GE: Given those challenges, can religious environmentalism still have a positive impact?
LK: Oh, absolutely. All of the work I do recognizes that the most vulnerable are the most impacted by climate change. Every religious tradition has a core concern for women and children, for the poor, immigrants and refugees, so that unites a lot of the work. Religious traditions have been part of the climate change Conference of Parties (COP) process at the UN. GreenFaith, for example, has been at every one of those organizing major faiths. Now there is a turn toward recognizing attacks on indigenous peoples and their lands, and how those societies serve as a model for what it means to live in balance with the land.
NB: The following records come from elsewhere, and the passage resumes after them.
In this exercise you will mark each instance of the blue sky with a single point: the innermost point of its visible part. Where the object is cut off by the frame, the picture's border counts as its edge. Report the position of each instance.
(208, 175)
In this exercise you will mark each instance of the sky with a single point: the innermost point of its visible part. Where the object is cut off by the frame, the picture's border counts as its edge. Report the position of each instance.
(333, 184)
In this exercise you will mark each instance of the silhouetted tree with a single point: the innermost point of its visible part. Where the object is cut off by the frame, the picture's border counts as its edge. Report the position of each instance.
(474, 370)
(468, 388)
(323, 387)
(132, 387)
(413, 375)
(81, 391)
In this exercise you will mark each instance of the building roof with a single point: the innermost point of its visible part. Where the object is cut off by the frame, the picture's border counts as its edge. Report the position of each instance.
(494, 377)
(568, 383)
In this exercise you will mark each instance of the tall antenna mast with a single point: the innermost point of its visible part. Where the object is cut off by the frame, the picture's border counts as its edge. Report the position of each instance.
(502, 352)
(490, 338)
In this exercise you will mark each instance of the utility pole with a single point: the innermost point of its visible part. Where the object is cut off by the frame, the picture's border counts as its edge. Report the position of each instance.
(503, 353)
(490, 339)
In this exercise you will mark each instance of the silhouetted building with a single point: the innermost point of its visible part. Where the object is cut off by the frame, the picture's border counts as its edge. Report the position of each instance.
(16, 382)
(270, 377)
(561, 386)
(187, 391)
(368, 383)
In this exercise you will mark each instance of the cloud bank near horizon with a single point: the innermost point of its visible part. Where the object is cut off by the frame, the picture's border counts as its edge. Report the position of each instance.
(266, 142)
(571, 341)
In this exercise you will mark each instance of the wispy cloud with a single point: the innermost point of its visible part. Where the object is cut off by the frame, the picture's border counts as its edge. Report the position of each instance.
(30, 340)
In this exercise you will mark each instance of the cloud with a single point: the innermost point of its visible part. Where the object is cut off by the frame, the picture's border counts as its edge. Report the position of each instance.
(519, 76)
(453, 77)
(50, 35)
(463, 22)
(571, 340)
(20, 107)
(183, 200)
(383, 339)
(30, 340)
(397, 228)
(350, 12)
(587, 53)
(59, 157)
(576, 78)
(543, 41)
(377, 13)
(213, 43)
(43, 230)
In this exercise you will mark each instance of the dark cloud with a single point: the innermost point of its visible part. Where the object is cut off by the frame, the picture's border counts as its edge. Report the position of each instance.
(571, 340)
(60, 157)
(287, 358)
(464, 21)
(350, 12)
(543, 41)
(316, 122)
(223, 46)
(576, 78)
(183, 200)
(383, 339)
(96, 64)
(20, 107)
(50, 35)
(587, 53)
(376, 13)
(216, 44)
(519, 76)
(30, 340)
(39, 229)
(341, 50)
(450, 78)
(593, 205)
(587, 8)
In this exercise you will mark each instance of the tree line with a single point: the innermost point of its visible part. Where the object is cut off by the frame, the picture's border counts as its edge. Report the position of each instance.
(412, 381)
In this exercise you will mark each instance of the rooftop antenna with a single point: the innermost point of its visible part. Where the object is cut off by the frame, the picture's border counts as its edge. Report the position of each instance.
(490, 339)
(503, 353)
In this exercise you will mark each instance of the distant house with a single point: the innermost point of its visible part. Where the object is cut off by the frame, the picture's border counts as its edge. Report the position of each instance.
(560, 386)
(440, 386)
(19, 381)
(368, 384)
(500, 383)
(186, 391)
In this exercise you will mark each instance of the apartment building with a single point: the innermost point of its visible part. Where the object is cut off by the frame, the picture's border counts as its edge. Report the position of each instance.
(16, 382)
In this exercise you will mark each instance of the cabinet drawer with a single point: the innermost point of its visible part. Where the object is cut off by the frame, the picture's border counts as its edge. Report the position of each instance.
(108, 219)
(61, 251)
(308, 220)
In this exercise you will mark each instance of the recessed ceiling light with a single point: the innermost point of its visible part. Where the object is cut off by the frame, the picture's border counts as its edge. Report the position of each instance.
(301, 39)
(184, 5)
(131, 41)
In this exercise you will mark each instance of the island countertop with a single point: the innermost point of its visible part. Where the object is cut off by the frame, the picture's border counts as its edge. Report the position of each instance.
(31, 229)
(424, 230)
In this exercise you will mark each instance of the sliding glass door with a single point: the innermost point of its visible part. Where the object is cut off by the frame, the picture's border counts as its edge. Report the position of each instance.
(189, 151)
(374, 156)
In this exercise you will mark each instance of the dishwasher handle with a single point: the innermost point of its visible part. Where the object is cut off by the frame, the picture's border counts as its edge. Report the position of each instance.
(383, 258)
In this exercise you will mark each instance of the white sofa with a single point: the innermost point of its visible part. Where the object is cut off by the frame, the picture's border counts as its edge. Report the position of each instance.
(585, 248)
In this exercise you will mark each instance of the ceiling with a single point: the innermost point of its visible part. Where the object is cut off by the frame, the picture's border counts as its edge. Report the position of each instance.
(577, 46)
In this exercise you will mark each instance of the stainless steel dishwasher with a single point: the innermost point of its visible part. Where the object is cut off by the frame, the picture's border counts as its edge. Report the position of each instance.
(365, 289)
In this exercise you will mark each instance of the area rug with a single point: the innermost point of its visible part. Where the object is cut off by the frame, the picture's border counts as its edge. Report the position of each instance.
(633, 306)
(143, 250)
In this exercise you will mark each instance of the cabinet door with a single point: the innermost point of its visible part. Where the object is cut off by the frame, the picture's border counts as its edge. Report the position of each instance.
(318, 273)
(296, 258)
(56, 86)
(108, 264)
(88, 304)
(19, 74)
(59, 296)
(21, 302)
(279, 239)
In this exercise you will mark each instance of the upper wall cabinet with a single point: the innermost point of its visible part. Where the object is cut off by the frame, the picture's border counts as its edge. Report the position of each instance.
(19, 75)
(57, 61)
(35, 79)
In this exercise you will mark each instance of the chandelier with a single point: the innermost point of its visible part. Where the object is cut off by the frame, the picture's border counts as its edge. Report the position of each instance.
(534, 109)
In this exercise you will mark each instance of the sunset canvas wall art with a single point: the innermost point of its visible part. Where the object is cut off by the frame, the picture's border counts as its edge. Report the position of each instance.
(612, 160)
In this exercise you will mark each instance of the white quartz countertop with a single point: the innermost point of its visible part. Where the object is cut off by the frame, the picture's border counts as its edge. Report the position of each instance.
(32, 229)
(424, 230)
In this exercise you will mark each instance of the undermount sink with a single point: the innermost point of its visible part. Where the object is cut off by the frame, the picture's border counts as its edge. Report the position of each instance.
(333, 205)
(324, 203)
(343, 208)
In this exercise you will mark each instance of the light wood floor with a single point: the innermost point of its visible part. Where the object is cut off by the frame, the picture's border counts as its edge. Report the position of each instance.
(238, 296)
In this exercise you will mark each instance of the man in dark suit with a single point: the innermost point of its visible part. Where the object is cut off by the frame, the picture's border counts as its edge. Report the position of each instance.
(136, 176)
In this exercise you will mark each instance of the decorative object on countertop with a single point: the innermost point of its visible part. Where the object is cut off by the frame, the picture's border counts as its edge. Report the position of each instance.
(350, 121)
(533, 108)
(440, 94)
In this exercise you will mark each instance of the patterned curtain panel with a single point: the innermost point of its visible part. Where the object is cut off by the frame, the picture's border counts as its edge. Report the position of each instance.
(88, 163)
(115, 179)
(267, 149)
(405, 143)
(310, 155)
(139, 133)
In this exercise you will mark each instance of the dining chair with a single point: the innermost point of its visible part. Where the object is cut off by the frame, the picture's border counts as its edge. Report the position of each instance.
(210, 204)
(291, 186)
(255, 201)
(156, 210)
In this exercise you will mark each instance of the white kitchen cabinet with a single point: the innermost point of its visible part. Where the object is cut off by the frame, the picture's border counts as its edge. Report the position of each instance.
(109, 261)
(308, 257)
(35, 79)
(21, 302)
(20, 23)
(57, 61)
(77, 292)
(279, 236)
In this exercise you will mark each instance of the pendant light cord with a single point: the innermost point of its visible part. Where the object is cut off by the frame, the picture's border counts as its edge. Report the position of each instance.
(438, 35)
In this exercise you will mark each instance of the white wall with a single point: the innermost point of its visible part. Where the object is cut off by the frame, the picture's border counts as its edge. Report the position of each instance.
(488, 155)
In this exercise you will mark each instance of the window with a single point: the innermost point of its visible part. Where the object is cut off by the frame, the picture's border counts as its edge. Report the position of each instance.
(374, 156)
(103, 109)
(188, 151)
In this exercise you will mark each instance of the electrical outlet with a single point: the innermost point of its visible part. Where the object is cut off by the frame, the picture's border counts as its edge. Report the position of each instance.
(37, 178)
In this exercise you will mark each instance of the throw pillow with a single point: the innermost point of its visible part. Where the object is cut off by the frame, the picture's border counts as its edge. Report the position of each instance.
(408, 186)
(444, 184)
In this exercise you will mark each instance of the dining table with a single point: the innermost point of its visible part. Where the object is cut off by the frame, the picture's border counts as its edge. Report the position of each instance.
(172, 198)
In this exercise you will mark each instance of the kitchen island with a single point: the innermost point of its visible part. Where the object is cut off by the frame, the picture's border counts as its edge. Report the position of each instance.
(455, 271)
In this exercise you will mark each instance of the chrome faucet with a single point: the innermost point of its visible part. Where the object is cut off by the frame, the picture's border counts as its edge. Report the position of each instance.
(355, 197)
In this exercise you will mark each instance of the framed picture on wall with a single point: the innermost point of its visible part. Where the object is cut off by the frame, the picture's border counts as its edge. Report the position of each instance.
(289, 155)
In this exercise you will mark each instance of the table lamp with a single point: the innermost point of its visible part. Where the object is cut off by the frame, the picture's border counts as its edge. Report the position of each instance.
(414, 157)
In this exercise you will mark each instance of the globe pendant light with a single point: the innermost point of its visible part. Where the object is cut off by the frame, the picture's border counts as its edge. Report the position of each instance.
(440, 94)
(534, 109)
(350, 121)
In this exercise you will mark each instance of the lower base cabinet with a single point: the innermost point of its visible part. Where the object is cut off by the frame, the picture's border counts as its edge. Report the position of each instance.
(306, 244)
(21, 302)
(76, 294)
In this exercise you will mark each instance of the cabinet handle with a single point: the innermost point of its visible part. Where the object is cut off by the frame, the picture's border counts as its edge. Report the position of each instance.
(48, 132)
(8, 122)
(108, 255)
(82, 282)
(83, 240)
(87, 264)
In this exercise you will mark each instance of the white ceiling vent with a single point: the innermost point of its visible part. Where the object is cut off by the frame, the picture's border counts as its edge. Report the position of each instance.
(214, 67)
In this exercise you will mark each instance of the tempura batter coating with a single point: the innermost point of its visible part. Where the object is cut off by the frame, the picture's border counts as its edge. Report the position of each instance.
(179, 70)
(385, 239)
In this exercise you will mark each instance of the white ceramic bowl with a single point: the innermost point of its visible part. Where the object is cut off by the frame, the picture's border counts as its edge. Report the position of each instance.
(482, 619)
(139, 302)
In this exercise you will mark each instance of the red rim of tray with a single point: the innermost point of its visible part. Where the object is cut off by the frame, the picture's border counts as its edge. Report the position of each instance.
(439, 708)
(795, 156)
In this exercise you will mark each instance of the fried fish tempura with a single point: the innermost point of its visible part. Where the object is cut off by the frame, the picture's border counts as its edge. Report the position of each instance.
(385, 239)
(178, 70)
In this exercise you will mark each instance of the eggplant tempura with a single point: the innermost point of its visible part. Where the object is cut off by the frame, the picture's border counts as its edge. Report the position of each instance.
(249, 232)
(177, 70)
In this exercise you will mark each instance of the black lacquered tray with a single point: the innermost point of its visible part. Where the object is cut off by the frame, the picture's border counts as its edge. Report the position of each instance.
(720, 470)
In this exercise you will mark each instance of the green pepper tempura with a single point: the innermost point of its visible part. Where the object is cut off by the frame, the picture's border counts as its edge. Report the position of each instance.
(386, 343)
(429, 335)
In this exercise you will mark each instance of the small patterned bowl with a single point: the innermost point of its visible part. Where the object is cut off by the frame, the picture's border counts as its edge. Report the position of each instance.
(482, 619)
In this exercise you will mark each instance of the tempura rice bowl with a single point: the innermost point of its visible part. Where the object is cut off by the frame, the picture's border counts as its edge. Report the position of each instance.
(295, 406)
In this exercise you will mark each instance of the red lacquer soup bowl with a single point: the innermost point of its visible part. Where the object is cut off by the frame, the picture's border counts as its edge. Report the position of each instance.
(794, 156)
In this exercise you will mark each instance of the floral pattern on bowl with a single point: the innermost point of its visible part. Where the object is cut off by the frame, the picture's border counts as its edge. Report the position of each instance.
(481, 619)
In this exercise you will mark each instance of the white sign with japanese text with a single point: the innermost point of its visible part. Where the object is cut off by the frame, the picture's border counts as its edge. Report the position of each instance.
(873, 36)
What’s harder sometimes is that the traditions have varying ways of seeing the value of animals. Every tradition has its animal tales about how they too can sometimes communicate with or be aware of the sacred, but that really varies. If the first big wave of religious environmentalism was recovering the value of nature, recently it’s been a lot more focused on animals. There’s greater attention now to the treatment of animals that are eaten and finding vegetarian traditions within different religious traditions. And then, of course, we are reckoning with the whole impact of meat animals on climate.
Responding to climate change has some really difficult ethical issues. We wrestle with the questions of what is enough, of what is just, and of what it looks like to respect the goodness of creation. Religious traditions are about making moral decisions; they equip us to think about the climate crisis and talk about it.